Dans le ruisseau, elle venait d’apercevoir un rongeur
Dans un souffle, elle hoqueta, perchée sur de la mousse.
« Sire rongeur, ne coupe pas, je t’en prie, toutes les pousses ! 
Si travailler plus pour gagner plus est un adage,
tes assauts dans le ruisseau seront des ratages !
Car, je m’évertuerai à t’envoyer une ronde de moustiques et de mouches.
Tous sauront, ce n’est pas de la frime, à tous les coups faire touche ! »
Rusée comme un renard, la grenouille sauta sur le chemin.
Elle avait aperçu un cheval mené par un gamin.
Ce rondouillard avait une bonne bouille.
Ce n’était, certes pas, une fripouille.
Les cheveux bouclés, la chemise en vadrouille,
Ce gaillard mâchait un brin de fenouil.
La grenouille l’observait et voulut s’en faire un allié.

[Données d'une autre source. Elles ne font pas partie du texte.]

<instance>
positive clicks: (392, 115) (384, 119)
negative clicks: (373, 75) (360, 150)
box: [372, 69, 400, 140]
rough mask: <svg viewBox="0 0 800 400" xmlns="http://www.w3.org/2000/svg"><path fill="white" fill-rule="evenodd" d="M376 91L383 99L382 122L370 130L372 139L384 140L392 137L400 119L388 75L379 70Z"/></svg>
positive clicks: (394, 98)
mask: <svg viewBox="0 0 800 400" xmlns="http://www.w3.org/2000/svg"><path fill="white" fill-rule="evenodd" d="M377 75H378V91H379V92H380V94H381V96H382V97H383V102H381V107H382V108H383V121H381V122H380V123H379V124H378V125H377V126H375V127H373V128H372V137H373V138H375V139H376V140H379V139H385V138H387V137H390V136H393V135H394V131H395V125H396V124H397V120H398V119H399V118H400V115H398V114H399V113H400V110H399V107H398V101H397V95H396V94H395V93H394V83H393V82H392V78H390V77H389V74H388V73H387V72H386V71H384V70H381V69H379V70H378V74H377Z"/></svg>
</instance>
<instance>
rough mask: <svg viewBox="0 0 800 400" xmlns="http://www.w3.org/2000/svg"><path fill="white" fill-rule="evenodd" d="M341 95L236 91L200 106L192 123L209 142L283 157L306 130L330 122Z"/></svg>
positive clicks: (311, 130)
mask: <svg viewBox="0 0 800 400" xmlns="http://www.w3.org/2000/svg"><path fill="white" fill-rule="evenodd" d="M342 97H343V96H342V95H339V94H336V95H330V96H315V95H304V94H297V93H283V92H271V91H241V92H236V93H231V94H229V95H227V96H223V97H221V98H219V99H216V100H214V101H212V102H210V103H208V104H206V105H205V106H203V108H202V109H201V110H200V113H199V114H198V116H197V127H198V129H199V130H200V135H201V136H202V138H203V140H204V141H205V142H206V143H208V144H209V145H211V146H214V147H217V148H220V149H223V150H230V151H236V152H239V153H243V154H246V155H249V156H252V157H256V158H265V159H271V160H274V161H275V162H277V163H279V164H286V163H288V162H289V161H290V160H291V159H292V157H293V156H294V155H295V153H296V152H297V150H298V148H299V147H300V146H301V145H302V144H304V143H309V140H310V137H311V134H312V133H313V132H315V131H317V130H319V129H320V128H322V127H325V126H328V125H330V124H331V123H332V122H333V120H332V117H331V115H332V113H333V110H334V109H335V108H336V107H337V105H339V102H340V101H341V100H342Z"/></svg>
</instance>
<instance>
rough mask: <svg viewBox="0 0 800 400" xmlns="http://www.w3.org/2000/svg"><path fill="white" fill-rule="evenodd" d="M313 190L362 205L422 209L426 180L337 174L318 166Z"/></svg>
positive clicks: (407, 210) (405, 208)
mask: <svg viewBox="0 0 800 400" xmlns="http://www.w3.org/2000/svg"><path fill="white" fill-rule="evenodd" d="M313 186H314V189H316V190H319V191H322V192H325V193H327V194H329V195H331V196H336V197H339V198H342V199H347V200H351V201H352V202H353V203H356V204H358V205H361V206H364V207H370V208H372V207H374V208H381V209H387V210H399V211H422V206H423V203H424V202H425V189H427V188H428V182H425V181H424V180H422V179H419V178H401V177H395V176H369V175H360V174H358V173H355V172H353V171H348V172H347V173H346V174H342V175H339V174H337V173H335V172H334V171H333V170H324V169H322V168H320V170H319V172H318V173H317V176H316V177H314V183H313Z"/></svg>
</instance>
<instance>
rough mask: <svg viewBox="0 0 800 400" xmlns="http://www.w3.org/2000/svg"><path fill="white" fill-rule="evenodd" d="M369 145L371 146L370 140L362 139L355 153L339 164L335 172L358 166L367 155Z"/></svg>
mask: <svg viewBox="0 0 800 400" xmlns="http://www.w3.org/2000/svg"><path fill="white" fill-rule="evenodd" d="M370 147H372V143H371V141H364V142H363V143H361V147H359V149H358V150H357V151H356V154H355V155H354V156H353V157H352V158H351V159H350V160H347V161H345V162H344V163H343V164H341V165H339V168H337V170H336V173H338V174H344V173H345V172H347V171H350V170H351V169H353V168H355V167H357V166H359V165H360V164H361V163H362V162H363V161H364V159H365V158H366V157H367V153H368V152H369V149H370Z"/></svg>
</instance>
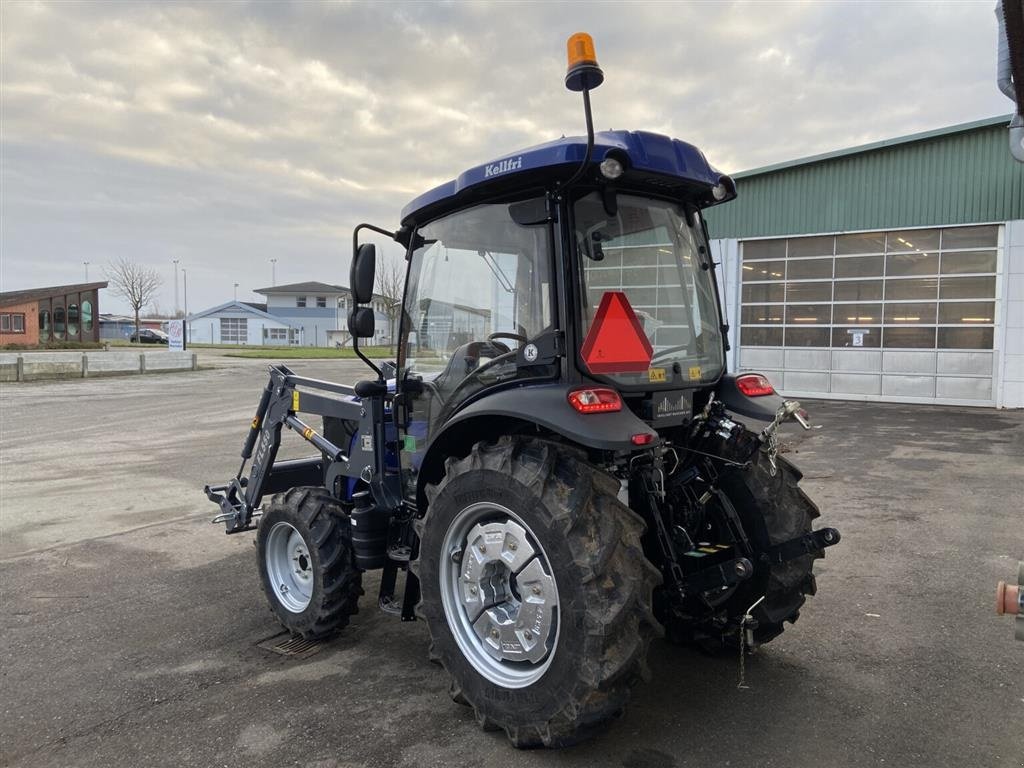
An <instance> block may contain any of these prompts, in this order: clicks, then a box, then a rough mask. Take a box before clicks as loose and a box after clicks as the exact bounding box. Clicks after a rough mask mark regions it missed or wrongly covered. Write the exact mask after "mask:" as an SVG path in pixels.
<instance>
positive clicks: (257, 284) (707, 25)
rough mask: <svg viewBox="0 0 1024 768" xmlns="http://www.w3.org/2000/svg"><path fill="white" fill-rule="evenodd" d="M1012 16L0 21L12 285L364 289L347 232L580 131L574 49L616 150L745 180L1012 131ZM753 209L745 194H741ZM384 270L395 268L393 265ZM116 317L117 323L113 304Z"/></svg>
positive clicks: (108, 297)
mask: <svg viewBox="0 0 1024 768" xmlns="http://www.w3.org/2000/svg"><path fill="white" fill-rule="evenodd" d="M993 7H994V2H992V1H990V0H985V1H984V2H931V1H929V2H849V3H844V2H820V3H809V2H800V3H797V2H750V3H725V2H680V3H668V2H660V3H626V2H609V3H555V2H544V3H542V2H535V3H514V2H503V3H498V2H474V3H468V2H467V3H426V2H423V3H401V4H392V3H383V2H375V3H355V2H339V3H324V4H321V3H312V2H302V3H287V4H276V3H269V2H252V3H246V2H231V3H202V4H196V5H188V4H184V3H125V2H109V3H85V2H62V3H51V4H47V3H37V2H20V1H18V0H5V2H3V3H2V5H0V14H2V15H0V35H2V40H0V43H2V52H0V55H2V72H0V83H2V92H0V97H2V103H0V106H2V110H0V150H2V157H0V285H2V290H5V291H6V290H14V289H18V288H25V287H31V286H41V285H52V284H59V283H72V282H78V281H80V280H82V279H83V278H84V269H85V267H84V266H83V263H82V262H83V261H89V262H91V266H90V268H89V276H90V279H93V280H95V279H101V278H102V265H103V264H104V263H106V262H108V261H109V260H110V259H112V258H114V257H117V256H120V255H128V256H130V257H132V258H134V259H137V260H139V261H143V262H145V263H148V264H152V265H154V266H157V267H159V268H160V269H161V270H162V271H163V273H164V275H165V287H164V290H163V292H162V295H161V297H160V307H161V308H162V309H164V310H167V311H169V310H171V309H173V303H174V300H173V276H172V275H173V268H172V260H173V259H179V260H180V263H181V265H182V266H184V267H186V268H187V270H188V306H189V309H191V310H194V311H195V310H198V309H201V308H205V307H208V306H211V305H214V304H218V303H221V302H223V301H225V300H228V299H230V298H231V292H232V286H233V284H234V283H239V284H240V288H239V298H240V299H244V300H251V299H258V297H256V296H254V295H253V294H251V291H252V289H254V288H261V287H265V286H267V285H269V284H270V264H269V259H271V258H276V259H278V264H276V276H278V283H279V284H282V283H291V282H298V281H303V280H322V281H325V282H331V283H346V282H347V276H346V275H347V265H348V259H349V248H350V246H349V243H350V232H351V227H352V226H353V225H354V224H356V223H358V222H359V221H362V220H369V221H372V222H374V223H377V224H379V225H384V226H393V225H396V224H397V220H396V219H397V215H398V212H399V210H400V209H401V207H402V206H403V205H404V204H406V203H407V202H409V200H410V199H411V198H413V197H415V196H416V195H417V194H419V193H420V191H422V190H424V189H426V188H429V187H430V186H433V185H434V184H436V183H440V182H442V181H444V180H446V179H449V178H451V177H453V176H454V175H456V174H458V173H459V172H461V171H462V170H463V169H465V168H466V167H469V166H471V165H476V164H478V163H481V162H484V161H486V160H489V159H492V158H494V157H497V156H500V155H504V154H508V153H509V152H511V151H513V150H515V148H519V147H522V146H526V145H529V144H532V143H537V142H540V141H545V140H549V139H551V138H556V137H558V136H559V135H562V134H573V133H579V132H580V131H581V130H582V122H583V120H582V109H581V105H580V98H579V95H578V94H573V93H569V92H568V91H566V90H565V89H564V88H563V87H562V78H563V76H564V67H565V63H564V42H565V39H566V37H567V36H568V35H569V34H571V33H573V32H578V31H587V32H590V33H591V34H592V35H593V36H594V38H595V41H596V43H597V51H598V57H599V58H600V60H601V65H602V67H603V68H604V71H605V76H606V80H605V84H604V85H603V86H602V87H601V88H600V89H599V90H598V91H596V92H595V93H594V97H593V101H594V110H595V119H596V123H597V125H598V127H599V128H628V129H646V130H654V131H659V132H663V133H668V134H671V135H673V136H676V137H679V138H683V139H686V140H689V141H692V142H693V143H695V144H697V145H698V146H699V147H701V148H702V150H703V151H705V153H706V154H707V155H708V157H709V159H710V160H711V162H712V163H713V164H715V165H716V166H718V167H719V168H721V169H722V170H725V171H739V170H742V169H745V168H752V167H756V166H759V165H764V164H768V163H773V162H777V161H781V160H786V159H792V158H796V157H803V156H806V155H812V154H815V153H819V152H825V151H828V150H834V148H840V147H844V146H850V145H855V144H859V143H864V142H867V141H871V140H876V139H880V138H886V137H891V136H896V135H902V134H906V133H912V132H914V131H919V130H927V129H931V128H936V127H940V126H945V125H951V124H954V123H961V122H967V121H971V120H976V119H980V118H985V117H991V116H994V115H1001V114H1008V113H1009V112H1010V110H1011V104H1010V102H1009V101H1008V100H1007V99H1006V98H1005V97H1002V96H1001V95H1000V94H999V93H998V91H997V90H996V88H995V84H994V80H995V74H994V72H995V63H994V59H995V16H994V13H993ZM740 194H741V189H740ZM391 253H395V247H394V246H393V244H392V248H391ZM101 303H102V305H103V309H104V311H119V310H123V309H124V306H123V305H122V304H121V303H120V302H119V301H118V300H117V299H115V298H114V297H112V296H111V295H110V294H109V292H106V293H104V296H103V298H102V300H101Z"/></svg>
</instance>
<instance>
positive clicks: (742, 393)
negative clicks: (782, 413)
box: [715, 371, 783, 421]
mask: <svg viewBox="0 0 1024 768" xmlns="http://www.w3.org/2000/svg"><path fill="white" fill-rule="evenodd" d="M752 373H754V372H752V371H744V372H743V373H741V374H725V375H724V376H723V377H722V378H721V379H719V382H718V384H717V385H716V387H715V397H716V398H718V399H719V400H721V401H722V402H723V403H724V404H725V408H726V409H727V410H729V411H731V412H732V413H734V414H739V415H740V416H745V417H748V418H751V419H757V420H758V421H771V420H772V419H774V418H775V412H777V411H778V409H779V407H780V406H781V404H782V402H783V400H782V398H781V396H779V394H778V393H777V392H772V394H764V395H760V396H759V397H749V396H748V395H745V394H743V393H742V392H740V391H739V388H738V387H737V386H736V379H737V378H739V377H740V376H750V375H751V374H752ZM762 375H763V374H762Z"/></svg>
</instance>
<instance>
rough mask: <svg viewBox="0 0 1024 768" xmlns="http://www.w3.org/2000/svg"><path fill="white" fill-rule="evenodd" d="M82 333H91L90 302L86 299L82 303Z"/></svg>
mask: <svg viewBox="0 0 1024 768" xmlns="http://www.w3.org/2000/svg"><path fill="white" fill-rule="evenodd" d="M82 331H84V332H85V333H87V334H91V333H92V302H91V301H89V300H88V299H86V300H85V301H83V302H82Z"/></svg>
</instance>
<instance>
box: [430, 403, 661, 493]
mask: <svg viewBox="0 0 1024 768" xmlns="http://www.w3.org/2000/svg"><path fill="white" fill-rule="evenodd" d="M580 388H581V384H579V383H577V384H554V383H553V384H538V385H530V386H523V387H517V388H515V389H506V390H503V391H499V392H494V393H493V394H488V395H487V396H486V397H482V398H480V399H478V400H475V401H474V402H471V403H470V404H469V406H467V407H466V408H464V409H463V410H462V411H460V412H458V413H457V414H456V415H455V416H454V417H452V418H451V419H450V420H449V421H447V423H446V424H445V425H444V426H443V428H442V429H441V430H440V431H439V432H438V433H437V435H436V436H435V437H434V438H433V439H432V440H431V441H430V444H429V445H428V446H427V450H426V453H425V454H424V457H423V463H422V464H421V472H420V475H419V478H418V481H417V486H418V487H417V497H418V500H419V502H420V504H421V505H422V504H424V502H425V498H424V495H423V487H424V485H425V483H427V482H434V481H436V479H438V477H435V476H434V475H435V474H438V476H439V471H440V466H442V463H443V460H444V457H445V456H447V455H449V445H450V444H451V443H452V441H453V440H460V439H464V438H466V437H469V438H470V439H471V440H473V441H475V440H477V439H483V438H485V437H486V436H487V432H488V431H489V430H488V429H487V425H488V422H497V423H506V424H507V423H508V422H509V421H516V422H520V423H523V424H532V425H536V426H538V427H541V428H543V429H546V430H550V431H551V432H555V433H556V434H559V435H561V436H563V437H565V438H566V439H567V440H570V441H571V442H574V443H577V444H579V445H583V446H585V447H589V449H595V450H597V451H633V450H636V445H635V444H634V443H633V441H632V439H631V438H632V436H633V435H635V434H644V435H650V436H651V437H652V438H656V437H657V433H656V432H655V431H654V430H653V429H651V427H650V426H648V425H647V424H646V423H644V422H643V421H641V420H640V419H639V418H638V417H637V416H635V415H634V414H633V412H632V411H630V410H629V409H627V408H625V407H624V408H623V410H622V411H617V412H614V413H608V414H581V413H579V412H578V411H575V410H574V409H573V408H572V407H571V406H570V404H569V401H568V393H569V392H570V391H572V390H574V389H580ZM498 431H499V432H503V431H504V430H502V429H501V428H499V429H498Z"/></svg>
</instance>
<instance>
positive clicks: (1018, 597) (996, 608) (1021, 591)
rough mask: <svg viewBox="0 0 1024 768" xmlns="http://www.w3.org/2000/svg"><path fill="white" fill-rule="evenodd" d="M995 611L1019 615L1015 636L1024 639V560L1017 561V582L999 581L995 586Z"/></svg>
mask: <svg viewBox="0 0 1024 768" xmlns="http://www.w3.org/2000/svg"><path fill="white" fill-rule="evenodd" d="M995 612H996V613H997V614H998V615H1000V616H1001V615H1005V614H1006V613H1010V614H1011V615H1015V616H1017V621H1016V625H1017V629H1016V631H1015V632H1014V637H1016V638H1017V639H1018V640H1021V641H1024V562H1019V563H1017V584H1016V585H1013V584H1007V583H1006V582H999V584H998V586H997V587H996V588H995Z"/></svg>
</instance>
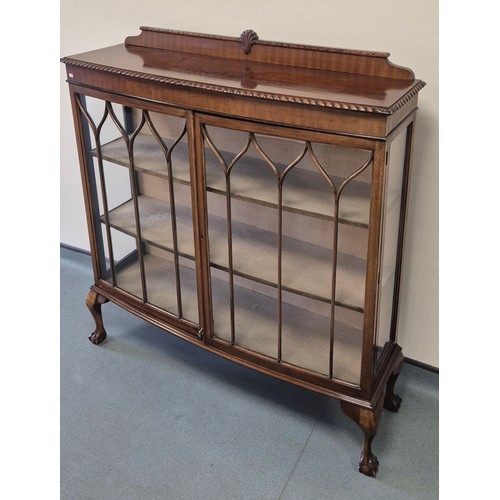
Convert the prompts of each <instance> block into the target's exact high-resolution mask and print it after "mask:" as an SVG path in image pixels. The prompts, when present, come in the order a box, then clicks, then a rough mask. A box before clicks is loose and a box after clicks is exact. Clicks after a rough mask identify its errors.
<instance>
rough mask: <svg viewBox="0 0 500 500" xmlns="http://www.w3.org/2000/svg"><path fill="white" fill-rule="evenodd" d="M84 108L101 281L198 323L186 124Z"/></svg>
mask: <svg viewBox="0 0 500 500" xmlns="http://www.w3.org/2000/svg"><path fill="white" fill-rule="evenodd" d="M80 102H81V106H80V113H81V116H82V122H83V124H84V125H86V126H87V127H86V130H87V132H88V133H87V134H86V145H87V168H88V170H89V176H90V178H91V190H92V197H93V199H94V201H93V205H94V208H93V210H94V212H95V214H97V217H98V218H99V221H100V224H99V225H98V226H99V229H98V230H97V235H96V239H97V243H98V247H99V251H98V254H99V262H100V269H101V276H102V277H103V278H104V279H106V280H107V281H108V282H109V283H111V284H113V285H114V286H117V287H119V288H122V289H123V290H125V291H127V292H129V293H131V294H133V295H135V296H136V297H138V298H139V299H141V300H142V301H144V302H148V303H150V304H152V305H154V306H156V307H159V308H161V309H163V310H165V311H167V312H169V313H171V314H173V315H175V316H177V317H179V318H186V319H187V320H189V321H190V322H194V323H197V322H198V305H197V304H198V301H197V287H196V272H195V266H194V237H193V223H192V209H191V188H190V185H189V184H190V168H189V158H188V154H187V151H188V148H187V132H186V126H185V119H184V118H182V117H175V116H169V115H163V114H159V113H152V112H148V111H145V110H141V109H133V108H129V107H125V106H121V105H118V104H116V103H110V102H105V101H102V100H99V99H94V98H87V99H84V98H82V99H81V101H80ZM84 135H85V134H84ZM90 159H92V160H91V161H90Z"/></svg>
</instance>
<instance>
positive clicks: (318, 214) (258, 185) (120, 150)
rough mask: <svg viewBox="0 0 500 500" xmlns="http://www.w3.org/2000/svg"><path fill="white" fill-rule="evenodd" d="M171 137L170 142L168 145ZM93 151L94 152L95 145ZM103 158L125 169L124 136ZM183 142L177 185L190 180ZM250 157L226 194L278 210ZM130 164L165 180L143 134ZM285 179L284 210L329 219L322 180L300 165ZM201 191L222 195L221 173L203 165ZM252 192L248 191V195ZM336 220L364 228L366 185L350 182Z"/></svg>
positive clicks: (328, 215)
mask: <svg viewBox="0 0 500 500" xmlns="http://www.w3.org/2000/svg"><path fill="white" fill-rule="evenodd" d="M171 142H173V141H169V143H171ZM92 154H93V155H94V156H97V151H96V149H94V150H92ZM101 155H102V159H103V160H106V161H109V162H112V163H115V164H118V165H122V166H124V167H127V168H128V167H129V165H130V164H129V156H128V150H127V147H126V145H125V141H124V140H123V138H121V137H120V138H118V139H115V140H113V141H111V142H108V143H106V144H104V145H102V147H101ZM188 158H189V157H188V150H187V144H186V143H184V142H182V141H181V142H179V143H178V144H177V145H176V146H175V148H174V149H173V152H172V172H173V180H174V181H175V182H180V183H182V184H189V182H190V178H189V159H188ZM254 160H255V159H253V158H252V157H243V158H241V159H240V160H239V165H238V166H237V168H235V170H234V171H233V173H232V174H231V178H232V179H233V180H232V183H231V197H233V198H235V199H239V200H243V201H248V202H251V203H257V204H261V205H264V206H268V207H272V208H277V187H276V183H270V182H269V180H268V179H267V178H266V177H263V176H262V175H260V173H259V172H258V169H255V168H251V165H252V162H253V161H254ZM134 168H135V169H136V170H137V171H138V172H144V173H148V174H151V175H156V176H159V177H162V178H167V164H166V161H165V156H164V154H163V152H162V150H161V149H160V147H159V145H158V142H157V141H156V139H155V138H154V137H153V136H152V135H150V134H146V133H139V134H138V135H137V137H136V139H135V141H134ZM294 170H295V171H294V173H293V175H289V177H288V178H287V179H285V182H284V189H283V206H282V208H283V210H285V211H290V212H295V213H299V214H304V215H308V216H311V217H318V218H322V219H327V220H332V219H333V215H332V214H333V195H332V193H331V191H329V189H325V186H326V183H325V182H324V181H323V180H321V179H320V176H319V175H317V176H316V178H314V177H313V176H312V175H311V172H310V171H308V170H305V169H302V168H300V167H296V168H295V169H294ZM332 180H333V182H334V183H335V185H337V186H339V185H340V184H341V182H342V179H340V178H337V177H332ZM206 189H207V191H209V192H212V193H217V194H221V195H224V196H225V195H226V185H225V179H224V176H223V175H221V173H220V171H217V170H215V169H214V168H213V166H212V167H211V168H209V165H208V164H207V168H206ZM250 193H251V195H250ZM340 200H341V201H340V205H339V216H338V220H339V222H340V223H342V224H350V225H354V226H357V227H362V228H367V227H368V218H369V205H370V184H369V183H367V182H361V181H357V180H352V181H351V182H350V183H349V185H348V188H346V189H345V190H344V192H343V193H342V195H341V198H340Z"/></svg>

« J’ai besoin de ton aide dit-elle au chevrier,
Le rat et les ratons, des roseaux, coupent toutes les pousses.
Pour les chasser, envoie donc ta minette rousse. 
Elle les fera filer comme des lièvres près du chêne,
Et moi, je pourrai me réjouir de cette scène ! »

En ce monde, il se faut l’un l’autre secourir.